Стемнело. Вдоволь напевшиеся песен Харламов и Пятиков спали, расплющив лица о стол, причем из раскрытых, как у рыбы, уст Якова уютно свисало колечко лука. Михаил и Харлампий сидели у чадящей лампы, едва не касаясь друг друга лбами. Водки у них уже не осталось, но были они почти трезвы. Враз отшибало хмель от рассказов Ермакова — беспощадных, ярких, четких, как воинский рапорт, но этой-то суровой краткостью и хватающих за сердце.
Наконец Харлампий замолчал, глядя невидящими глазами куда-то поверх головы Михаила, точно видел там растревоженные памятью образы былого. Потом очнулся, облапил своей ручищей бутыль, перевернул ее вверх дном и, убедившись, что она пуста, вытащил из-за мертвого локтя Харламова недопитый стакан, отлил половину Михаилу.
— Будем.
Потом, изогнув углом левую бровь, уставился на него:
— Ну что, пригодились тебе мои байки?
— Еще как! — искренне сказал Михаил. — Жаль только, не записывал ничего я. Имею просьбу к вам, Харлампий Васильевич. Не согласитесь ли вы и впредь рассказывать мне про свою жизнь? Не должно все это пропасть! Не зря говорят: что написано пером, не вырубишь топором.
— Давай. Слухать ты умеешь, приятно рассказывать. Прибегай, когда хошь. Только вот что я тебе скажу…
Ермаков помолчал, свертывая самокрутку, потом подправил фитиль, прикурил от лампы.
— Ты, верно, думаешь, что все у меня позади, остались одне воспоминания. Не-ет, Миня. И Тихий Дон ишо текеть, и казаки ишо землю топчут. Я, думашь, отчего в сельсовете и во взаимопомощи состою? Делать мне больше нечего? Я много воевал, а понял, однако: не войной жизнь двигается. Худо зараз казачеству, а руки опускать все равно не резон. Упали мы низко, да надо подыматься. Сначала на ракушках придется ползти, а потом, даст Бог, и на ноги встанем. Понял, станичник?
— Так а я о чем? Зачем, спрашивается, я книгу эту взялся писать?
— Энто хорошо, что понял. — Ермаков встал, оправил гимнастерку и, глядя на головы Харламова и Пятикова, гаркнул вдруг: — Сполох! На-конь!

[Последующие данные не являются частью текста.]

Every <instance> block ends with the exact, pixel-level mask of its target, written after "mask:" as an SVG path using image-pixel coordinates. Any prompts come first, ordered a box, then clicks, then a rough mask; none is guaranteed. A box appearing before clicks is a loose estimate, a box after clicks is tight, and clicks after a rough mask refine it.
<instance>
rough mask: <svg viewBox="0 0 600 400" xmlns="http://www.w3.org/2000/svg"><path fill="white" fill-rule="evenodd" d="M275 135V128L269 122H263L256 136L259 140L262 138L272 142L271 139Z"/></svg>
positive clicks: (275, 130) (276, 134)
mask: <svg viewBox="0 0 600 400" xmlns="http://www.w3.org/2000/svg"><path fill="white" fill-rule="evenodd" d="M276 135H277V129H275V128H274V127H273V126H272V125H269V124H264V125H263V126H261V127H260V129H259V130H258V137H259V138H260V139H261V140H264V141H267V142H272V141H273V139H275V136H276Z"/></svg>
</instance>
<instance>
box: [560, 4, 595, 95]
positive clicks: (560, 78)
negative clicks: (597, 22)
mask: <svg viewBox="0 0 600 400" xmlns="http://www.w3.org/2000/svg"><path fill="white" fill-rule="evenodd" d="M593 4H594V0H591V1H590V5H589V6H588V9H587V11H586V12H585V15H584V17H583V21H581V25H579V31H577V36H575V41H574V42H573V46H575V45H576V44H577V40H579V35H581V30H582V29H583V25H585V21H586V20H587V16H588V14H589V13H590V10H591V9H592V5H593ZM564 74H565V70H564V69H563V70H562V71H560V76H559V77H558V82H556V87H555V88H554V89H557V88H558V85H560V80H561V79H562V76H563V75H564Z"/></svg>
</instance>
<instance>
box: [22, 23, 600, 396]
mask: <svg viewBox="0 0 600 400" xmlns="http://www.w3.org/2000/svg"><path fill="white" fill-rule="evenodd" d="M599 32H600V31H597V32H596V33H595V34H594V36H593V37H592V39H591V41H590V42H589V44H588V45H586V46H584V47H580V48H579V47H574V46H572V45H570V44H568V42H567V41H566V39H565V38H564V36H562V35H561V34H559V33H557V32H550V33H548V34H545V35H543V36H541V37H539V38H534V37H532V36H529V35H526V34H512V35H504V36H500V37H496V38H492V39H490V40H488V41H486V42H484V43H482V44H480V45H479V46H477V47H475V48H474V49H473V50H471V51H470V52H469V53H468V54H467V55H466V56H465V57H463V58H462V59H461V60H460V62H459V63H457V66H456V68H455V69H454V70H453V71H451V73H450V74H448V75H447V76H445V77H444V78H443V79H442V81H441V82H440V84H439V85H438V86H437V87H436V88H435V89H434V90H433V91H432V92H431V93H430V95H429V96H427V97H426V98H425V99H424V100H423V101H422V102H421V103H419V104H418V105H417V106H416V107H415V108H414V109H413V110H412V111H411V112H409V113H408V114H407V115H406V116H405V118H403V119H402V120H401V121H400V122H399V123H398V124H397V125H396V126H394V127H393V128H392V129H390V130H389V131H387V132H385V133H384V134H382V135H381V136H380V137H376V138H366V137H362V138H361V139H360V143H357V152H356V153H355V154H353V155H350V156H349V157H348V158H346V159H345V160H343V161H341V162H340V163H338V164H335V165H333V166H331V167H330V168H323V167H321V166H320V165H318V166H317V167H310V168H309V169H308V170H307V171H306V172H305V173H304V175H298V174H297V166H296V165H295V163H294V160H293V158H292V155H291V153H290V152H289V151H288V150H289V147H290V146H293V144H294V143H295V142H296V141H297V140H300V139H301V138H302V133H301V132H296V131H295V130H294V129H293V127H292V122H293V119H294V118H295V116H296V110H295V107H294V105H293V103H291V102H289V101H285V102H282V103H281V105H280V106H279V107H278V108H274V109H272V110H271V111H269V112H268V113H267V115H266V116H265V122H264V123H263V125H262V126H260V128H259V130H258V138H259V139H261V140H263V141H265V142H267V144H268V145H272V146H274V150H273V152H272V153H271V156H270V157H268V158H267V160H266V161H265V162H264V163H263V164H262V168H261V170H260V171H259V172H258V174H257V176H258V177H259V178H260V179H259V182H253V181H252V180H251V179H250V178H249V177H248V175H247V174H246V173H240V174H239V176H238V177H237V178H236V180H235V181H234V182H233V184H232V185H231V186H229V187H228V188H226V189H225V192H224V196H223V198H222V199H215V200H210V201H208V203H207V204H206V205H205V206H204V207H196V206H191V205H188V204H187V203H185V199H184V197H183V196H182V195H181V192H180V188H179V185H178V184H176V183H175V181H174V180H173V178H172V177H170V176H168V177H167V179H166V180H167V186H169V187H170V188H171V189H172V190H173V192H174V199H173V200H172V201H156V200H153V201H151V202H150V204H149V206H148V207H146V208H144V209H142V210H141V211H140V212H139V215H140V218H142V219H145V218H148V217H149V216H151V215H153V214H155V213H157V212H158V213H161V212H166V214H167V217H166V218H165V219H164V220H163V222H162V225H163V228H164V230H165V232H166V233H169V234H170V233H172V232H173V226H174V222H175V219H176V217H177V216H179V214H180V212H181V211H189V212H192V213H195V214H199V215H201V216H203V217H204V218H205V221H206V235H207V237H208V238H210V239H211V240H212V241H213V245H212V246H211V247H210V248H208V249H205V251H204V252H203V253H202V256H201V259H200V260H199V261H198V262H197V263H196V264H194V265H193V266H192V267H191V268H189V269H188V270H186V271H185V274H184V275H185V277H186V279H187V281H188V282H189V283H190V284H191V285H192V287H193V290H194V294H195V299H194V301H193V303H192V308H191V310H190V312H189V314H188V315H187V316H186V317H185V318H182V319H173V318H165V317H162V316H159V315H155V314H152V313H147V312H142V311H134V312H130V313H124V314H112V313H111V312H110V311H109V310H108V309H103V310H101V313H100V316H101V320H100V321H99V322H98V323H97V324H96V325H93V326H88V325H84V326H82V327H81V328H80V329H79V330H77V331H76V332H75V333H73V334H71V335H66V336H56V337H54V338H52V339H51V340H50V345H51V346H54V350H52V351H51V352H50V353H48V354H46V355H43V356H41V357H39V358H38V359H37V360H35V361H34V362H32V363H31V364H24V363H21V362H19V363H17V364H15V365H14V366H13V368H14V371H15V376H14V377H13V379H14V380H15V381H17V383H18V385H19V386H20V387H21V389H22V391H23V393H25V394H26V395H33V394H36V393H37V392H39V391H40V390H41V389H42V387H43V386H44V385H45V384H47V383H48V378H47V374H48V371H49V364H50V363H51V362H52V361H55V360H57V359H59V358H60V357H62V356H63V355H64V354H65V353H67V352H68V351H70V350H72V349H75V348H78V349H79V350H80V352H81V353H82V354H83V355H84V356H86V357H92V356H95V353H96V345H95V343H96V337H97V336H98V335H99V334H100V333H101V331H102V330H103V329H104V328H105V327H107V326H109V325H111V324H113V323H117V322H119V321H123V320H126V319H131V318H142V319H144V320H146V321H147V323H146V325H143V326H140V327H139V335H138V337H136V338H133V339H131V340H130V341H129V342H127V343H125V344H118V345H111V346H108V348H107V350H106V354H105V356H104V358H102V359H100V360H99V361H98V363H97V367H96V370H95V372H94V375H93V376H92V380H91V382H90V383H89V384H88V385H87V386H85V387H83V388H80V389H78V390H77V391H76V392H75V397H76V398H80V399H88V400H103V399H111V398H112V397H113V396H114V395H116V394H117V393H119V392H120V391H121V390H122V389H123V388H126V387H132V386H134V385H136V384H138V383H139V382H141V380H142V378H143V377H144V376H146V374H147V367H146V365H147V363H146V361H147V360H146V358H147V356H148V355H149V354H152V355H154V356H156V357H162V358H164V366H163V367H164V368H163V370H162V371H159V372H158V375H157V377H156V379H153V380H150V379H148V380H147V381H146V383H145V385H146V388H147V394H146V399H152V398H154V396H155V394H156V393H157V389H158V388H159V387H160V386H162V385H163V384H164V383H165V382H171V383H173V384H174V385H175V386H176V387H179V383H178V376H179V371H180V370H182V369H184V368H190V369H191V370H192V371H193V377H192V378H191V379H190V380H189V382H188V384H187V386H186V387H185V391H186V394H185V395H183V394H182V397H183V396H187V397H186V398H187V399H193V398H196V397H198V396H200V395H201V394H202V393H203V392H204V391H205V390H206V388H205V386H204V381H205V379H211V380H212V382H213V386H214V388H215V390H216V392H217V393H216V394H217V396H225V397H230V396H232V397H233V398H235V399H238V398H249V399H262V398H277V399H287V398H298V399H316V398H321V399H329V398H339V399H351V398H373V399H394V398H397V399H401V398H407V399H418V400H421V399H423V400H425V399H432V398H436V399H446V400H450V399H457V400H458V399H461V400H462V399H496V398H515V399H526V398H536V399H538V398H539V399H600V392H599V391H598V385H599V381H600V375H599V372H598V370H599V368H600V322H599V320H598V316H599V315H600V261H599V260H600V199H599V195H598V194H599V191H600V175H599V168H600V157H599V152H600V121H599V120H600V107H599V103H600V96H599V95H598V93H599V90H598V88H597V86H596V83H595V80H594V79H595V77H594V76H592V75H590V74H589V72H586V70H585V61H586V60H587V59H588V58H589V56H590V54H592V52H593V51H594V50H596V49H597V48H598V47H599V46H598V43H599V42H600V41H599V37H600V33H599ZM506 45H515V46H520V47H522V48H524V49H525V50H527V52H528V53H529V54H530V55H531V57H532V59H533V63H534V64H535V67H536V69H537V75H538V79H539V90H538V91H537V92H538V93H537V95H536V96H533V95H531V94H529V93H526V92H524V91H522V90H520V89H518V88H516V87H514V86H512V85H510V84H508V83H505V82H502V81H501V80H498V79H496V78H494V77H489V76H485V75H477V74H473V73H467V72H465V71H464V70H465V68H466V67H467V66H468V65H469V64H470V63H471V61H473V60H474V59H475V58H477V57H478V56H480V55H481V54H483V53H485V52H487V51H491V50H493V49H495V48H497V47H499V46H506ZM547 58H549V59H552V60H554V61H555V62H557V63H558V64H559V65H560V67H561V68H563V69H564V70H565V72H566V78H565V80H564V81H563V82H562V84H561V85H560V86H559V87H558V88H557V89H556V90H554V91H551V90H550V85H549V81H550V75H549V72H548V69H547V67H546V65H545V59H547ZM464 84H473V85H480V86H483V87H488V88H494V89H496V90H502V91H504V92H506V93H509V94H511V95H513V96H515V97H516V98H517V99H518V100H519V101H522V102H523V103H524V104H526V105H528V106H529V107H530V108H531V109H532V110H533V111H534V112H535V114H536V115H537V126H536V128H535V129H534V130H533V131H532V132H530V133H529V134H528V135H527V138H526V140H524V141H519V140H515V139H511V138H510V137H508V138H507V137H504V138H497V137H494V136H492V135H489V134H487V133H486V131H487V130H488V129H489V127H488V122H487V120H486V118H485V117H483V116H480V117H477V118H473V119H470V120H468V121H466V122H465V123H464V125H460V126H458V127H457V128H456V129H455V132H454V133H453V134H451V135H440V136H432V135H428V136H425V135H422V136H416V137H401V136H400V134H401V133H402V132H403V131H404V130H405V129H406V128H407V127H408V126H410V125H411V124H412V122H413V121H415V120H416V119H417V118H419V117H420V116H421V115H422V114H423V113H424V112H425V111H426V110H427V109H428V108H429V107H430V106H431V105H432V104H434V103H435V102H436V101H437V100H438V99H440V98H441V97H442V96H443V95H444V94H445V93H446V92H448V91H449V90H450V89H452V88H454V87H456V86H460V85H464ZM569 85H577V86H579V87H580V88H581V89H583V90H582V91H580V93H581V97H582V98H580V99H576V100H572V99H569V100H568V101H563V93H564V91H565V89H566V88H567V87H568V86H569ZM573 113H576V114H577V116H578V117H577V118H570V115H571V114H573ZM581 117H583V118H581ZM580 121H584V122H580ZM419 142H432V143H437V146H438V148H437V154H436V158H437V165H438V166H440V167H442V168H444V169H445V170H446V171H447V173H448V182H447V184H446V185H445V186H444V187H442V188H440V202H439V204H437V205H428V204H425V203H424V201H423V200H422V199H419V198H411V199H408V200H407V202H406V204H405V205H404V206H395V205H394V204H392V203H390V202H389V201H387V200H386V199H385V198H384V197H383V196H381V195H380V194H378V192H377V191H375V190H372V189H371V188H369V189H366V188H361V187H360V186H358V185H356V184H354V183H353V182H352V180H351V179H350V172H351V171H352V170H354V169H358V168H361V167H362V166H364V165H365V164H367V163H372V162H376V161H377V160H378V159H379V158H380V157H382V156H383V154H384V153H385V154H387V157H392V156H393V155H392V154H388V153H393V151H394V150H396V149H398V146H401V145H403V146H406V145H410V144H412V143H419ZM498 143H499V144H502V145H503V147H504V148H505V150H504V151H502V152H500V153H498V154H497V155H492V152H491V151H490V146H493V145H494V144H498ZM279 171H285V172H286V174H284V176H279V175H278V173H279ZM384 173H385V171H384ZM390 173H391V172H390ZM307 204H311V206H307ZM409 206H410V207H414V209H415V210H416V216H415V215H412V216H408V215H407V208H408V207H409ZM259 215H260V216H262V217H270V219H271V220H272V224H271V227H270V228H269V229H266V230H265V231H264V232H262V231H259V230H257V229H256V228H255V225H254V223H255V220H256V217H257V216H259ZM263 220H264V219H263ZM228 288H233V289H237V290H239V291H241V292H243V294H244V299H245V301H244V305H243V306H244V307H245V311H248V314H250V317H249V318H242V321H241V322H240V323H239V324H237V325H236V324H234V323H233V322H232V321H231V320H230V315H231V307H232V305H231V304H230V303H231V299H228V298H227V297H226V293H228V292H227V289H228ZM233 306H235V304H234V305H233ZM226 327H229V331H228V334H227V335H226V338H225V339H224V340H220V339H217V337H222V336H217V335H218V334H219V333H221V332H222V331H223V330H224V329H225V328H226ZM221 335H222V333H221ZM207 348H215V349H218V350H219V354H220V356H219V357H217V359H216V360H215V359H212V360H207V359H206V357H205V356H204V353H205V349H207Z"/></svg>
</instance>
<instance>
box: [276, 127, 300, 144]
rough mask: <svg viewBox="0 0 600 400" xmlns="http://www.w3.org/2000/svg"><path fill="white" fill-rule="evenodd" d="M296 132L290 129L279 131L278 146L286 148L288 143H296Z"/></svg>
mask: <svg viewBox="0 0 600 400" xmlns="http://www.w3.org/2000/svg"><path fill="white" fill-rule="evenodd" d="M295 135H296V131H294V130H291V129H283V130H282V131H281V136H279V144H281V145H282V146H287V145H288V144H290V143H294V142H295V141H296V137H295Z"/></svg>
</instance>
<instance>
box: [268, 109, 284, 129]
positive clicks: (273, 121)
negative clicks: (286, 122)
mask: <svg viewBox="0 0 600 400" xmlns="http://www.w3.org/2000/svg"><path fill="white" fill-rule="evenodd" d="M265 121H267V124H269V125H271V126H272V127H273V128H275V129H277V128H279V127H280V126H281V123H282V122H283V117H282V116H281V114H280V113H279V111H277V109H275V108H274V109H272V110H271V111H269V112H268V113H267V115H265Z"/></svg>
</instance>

Пятиков, толкнув грудью стол, вскочил, выпучив мутные глаза, зашарил единственной правой рукой по боку, ища по старой привычке то ли наган, то ли шашку, а «неслуживский» Харламов только поднял голову с отпечатавшимся на лице следом трехзубой вилки, на которой он лежал, и снова с глухим стуком уронил на стол.
— К боевым действиям не пригоден, — хладнокровно прокомментировал Харлампий.
В дверях показалось белое лицо кутающейся в платок жены Федора.
— Вы что, окаянные?! — зашипела она. — До белого змия уже допились? Ты чего орешь, Харлампий Василич? Здесь тебе что, воинские частя? Верка моя за перегородкой спит…
— Шолохова я у тебя оставляю или с собой беру? — снисходительно глядя на нее с высоты своего командирского роста, осведомился Ермаков.
— Иди уж, иди. Найдем, где положить.
— Пятиков! Рысью… марш-марш! «Слава Платову-герою: победитель был врагам!..» — запел Харлампий.
Яков пьяным голосом подхватил: «Победитель был врагам, слава казакам-донцам!», — Ермаков обнял его и, горланя, они вывалились за дверь куреня.
В феврале 1926 года, на другой день после своего дня рождения, Маруся счастливо разрешилась от бремени девочкой — Светланой. Но недолго Михаилу довелось наслаждаться радостями отцовства. Кончились деньги, и нужно было возвращаться в столицу, где в издательстве «Новая Москва» он рассчитывал получить гонорар за второе, расширенное издание «Донских рассказов» — «Лазоревая степь», а в ГИЗе — за пятую «книжку-малышку» — «Красногвардейцы». Требовалось также пристроить в журналы несколько новых рассказов. Кроме того, привезенных с собой на Дон выпусков «Архива русской революции» с воспоминаниями белых генералов ему уже было недостаточно для работы над романом, требовались документы московских архивов и эмигрантская литература, которую мог достать через своих друзей Коля Тришин.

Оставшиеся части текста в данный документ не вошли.